We will miss Clack, the tank is missing a major character. I checked, Click was swimming in their sleeping spot, solo. 🙁
We’re watching Clack closely today. He (or rather She, after twelve years you would think I would have finally come around to hermaphroditic clown fish, but habits die hard)… he has gotten very pale and skinny, and has a white film covering the back of his head.
We’re lowering the salinity in case it’s just an infection that he can still fight off. He’s still swimming like his normal self, but isn’t eating, which doesn’t bode well.
We brought them home January, 10, 2005 (when Sharon was here to visit!) and eleven years seems like a long life for a small fish, but I’m still hopeful Clack will pull through.
(Ollie was on the other side of the tank, hanging out under the big branching coral, but this is most of the gang.)
PS. As I type this at the brown table, I’m keeping an eye on the tank on my left, and watching it snow softly on my right. Beautiful. It’s been flurrying for the last hour, and then switched to real flakes a few minutes ago. I’ve been wishing and wishing for snow – we had one snowstorm in November 2014 and not a flake since, and I’ve missed it. Even if it doesn’t end up sticking, let alone turning the world all white, to get a snowy afternoon while I can sit with my coffee and watch it so quietly is a treat.

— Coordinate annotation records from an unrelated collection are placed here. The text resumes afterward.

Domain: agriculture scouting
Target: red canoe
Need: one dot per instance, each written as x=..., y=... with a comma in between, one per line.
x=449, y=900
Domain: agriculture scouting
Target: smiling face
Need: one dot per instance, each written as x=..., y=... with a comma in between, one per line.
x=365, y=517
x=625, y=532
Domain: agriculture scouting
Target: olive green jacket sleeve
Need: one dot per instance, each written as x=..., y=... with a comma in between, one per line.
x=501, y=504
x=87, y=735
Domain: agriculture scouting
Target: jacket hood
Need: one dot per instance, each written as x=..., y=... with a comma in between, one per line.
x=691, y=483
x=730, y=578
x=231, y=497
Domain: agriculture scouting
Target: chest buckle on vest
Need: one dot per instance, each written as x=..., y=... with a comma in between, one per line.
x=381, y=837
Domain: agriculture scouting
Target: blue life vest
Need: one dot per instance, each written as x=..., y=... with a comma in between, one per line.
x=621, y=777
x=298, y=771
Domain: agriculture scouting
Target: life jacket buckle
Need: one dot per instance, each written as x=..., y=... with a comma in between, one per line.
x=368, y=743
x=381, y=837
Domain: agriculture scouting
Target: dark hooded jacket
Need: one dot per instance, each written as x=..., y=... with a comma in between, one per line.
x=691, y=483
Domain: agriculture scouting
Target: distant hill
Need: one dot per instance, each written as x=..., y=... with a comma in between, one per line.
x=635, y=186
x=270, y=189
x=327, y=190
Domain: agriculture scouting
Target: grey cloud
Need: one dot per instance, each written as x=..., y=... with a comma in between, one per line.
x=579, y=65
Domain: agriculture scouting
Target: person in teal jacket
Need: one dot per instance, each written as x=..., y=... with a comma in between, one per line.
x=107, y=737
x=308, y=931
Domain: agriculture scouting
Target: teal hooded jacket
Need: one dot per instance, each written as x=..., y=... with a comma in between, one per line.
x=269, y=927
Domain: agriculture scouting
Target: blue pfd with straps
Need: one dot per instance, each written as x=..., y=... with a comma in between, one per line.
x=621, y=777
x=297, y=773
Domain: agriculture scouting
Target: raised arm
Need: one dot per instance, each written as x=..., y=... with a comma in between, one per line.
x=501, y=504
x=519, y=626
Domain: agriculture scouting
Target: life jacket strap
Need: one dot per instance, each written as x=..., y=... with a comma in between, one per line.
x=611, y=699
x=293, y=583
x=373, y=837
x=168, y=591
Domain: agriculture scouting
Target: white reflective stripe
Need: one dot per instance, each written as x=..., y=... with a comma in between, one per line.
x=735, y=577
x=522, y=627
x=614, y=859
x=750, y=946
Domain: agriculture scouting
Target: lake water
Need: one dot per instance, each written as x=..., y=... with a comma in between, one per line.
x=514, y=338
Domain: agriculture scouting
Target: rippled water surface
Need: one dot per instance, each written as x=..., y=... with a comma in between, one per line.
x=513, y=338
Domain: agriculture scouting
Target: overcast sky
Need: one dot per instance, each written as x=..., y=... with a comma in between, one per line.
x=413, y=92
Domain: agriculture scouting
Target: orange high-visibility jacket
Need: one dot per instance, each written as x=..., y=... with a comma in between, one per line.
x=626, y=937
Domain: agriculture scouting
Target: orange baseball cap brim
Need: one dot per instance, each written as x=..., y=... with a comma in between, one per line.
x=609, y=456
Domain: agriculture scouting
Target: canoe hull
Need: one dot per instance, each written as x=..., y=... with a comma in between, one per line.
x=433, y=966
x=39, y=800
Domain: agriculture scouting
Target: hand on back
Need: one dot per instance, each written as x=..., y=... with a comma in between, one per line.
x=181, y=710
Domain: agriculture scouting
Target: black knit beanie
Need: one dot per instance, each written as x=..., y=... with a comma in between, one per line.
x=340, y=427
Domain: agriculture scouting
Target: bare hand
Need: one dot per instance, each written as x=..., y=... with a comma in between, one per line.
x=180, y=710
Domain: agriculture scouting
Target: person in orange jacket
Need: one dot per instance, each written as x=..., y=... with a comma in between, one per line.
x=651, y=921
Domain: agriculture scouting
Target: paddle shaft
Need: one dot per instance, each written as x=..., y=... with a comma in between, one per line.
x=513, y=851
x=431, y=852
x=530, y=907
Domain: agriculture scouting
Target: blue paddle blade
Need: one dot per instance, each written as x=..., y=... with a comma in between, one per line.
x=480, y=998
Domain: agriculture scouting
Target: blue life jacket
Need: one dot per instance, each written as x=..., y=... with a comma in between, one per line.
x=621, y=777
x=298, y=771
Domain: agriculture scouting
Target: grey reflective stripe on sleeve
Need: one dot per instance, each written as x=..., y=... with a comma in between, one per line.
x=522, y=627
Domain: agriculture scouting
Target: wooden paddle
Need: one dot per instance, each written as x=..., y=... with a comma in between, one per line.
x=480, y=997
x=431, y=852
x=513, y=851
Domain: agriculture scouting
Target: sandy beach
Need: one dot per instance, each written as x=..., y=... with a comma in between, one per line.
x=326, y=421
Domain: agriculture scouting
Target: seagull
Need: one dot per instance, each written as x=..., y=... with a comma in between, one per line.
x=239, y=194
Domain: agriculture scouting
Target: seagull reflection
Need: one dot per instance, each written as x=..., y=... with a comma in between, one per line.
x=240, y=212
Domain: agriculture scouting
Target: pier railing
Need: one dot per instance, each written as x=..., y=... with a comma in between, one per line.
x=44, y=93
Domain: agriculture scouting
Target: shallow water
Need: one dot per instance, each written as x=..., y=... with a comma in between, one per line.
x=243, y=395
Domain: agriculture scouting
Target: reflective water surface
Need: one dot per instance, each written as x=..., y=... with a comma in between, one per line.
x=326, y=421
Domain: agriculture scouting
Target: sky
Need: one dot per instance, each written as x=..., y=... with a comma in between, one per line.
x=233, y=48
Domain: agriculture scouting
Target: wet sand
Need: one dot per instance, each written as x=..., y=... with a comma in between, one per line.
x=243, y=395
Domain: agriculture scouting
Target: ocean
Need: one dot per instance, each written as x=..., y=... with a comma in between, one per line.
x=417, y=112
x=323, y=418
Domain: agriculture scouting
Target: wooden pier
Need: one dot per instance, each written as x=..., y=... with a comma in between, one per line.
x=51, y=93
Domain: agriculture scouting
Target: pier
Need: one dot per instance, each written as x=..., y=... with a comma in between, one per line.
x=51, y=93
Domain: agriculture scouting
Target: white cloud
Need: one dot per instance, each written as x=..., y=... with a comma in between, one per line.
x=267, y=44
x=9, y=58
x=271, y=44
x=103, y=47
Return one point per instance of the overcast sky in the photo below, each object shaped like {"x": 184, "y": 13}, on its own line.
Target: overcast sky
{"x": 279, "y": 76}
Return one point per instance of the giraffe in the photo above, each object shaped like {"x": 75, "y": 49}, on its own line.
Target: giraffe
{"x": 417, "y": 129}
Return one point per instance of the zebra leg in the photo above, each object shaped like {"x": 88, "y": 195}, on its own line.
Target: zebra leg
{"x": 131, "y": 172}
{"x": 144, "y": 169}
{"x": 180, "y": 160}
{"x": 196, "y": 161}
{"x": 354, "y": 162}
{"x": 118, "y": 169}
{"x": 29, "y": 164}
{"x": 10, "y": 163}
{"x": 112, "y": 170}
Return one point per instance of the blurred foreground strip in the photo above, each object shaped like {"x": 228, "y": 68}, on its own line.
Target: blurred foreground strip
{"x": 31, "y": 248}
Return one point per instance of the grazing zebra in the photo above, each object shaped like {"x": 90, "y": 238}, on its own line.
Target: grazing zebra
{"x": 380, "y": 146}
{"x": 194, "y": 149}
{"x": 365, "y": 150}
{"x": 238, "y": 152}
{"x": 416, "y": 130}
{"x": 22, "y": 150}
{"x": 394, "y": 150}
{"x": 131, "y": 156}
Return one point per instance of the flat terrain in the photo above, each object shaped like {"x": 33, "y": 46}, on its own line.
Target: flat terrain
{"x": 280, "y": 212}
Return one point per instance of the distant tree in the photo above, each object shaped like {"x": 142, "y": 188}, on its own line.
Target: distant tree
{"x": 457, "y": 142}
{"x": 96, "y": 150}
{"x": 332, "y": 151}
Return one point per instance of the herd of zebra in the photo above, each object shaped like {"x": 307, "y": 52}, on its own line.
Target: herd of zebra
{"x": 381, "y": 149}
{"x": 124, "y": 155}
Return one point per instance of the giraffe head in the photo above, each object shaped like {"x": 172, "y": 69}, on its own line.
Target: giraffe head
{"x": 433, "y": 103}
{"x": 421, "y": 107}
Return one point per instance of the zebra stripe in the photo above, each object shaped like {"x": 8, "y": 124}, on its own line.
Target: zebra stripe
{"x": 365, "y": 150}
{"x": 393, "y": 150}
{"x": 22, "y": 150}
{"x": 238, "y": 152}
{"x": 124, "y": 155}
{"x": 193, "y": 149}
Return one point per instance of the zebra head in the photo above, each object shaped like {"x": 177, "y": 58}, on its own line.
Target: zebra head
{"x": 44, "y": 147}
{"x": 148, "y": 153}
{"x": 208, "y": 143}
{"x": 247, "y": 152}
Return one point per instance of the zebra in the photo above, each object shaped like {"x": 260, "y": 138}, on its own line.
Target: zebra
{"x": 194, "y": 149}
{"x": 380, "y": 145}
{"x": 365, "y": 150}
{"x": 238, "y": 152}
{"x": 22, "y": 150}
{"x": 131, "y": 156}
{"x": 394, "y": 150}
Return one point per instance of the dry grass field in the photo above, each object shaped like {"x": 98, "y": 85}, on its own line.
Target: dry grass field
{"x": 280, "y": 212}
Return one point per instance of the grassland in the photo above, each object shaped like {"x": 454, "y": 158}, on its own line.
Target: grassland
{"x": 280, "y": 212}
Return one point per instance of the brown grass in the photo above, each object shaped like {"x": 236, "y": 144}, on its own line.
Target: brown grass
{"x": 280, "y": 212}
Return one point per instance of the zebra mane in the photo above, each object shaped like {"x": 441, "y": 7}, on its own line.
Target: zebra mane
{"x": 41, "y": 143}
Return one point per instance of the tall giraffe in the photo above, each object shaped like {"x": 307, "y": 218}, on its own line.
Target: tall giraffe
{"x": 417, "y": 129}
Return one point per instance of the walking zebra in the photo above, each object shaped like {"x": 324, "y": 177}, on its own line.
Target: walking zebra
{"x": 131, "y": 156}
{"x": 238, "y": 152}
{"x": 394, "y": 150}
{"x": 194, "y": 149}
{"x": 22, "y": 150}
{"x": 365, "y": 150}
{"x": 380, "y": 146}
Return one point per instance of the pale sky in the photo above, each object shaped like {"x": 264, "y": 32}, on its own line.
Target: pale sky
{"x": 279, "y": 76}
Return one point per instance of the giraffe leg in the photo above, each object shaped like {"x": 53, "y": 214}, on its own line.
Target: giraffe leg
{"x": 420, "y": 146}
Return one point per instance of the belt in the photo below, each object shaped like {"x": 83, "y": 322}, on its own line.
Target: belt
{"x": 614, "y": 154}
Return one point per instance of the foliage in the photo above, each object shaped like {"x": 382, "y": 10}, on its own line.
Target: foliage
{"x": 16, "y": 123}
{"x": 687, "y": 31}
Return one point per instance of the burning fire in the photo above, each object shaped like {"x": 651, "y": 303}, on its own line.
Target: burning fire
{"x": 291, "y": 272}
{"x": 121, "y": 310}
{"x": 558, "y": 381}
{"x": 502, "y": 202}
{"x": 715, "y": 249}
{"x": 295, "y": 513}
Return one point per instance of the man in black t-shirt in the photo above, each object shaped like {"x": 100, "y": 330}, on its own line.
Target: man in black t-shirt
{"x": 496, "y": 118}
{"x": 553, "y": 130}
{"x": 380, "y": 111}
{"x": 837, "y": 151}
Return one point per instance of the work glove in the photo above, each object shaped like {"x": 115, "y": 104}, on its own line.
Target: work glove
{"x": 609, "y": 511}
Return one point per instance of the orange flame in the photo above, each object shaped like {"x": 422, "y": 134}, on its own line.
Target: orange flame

Kevin got a slew of new corals (mostly zoos! yay!) that are settling into their new home, and it’s a great excuse for a tank photo shoot. The unfortunate rejoinder to all these posts are “…and xenia!” which are doing their level best to take over the tank, wretched things, in spite of me tweezing them out as fast as I can.
First, something that isn’t a purchase at all — some Christmas tree fans that appeared out of nowhere. They’re teeny, maybe 1/3 of an inch tall, and spiraling into a tree shape. I love them.
And many corals, mostly acropora and montipora (both branching and plates).
Hello, Ollie, party crashing and hoping for Nori.
Hello, Ollie, again, staring me down from inside the rock.
This kind of coral is called a “bird’s nest” — delicate but lovely.
Kevin called me into the fish room with an urgent voice – he had the Crab terrible trapped and needed me to assist in the capture. So I did, with Henry and Claire watching avidly (amazing the things you carry off as a parent that you would never do without an audience).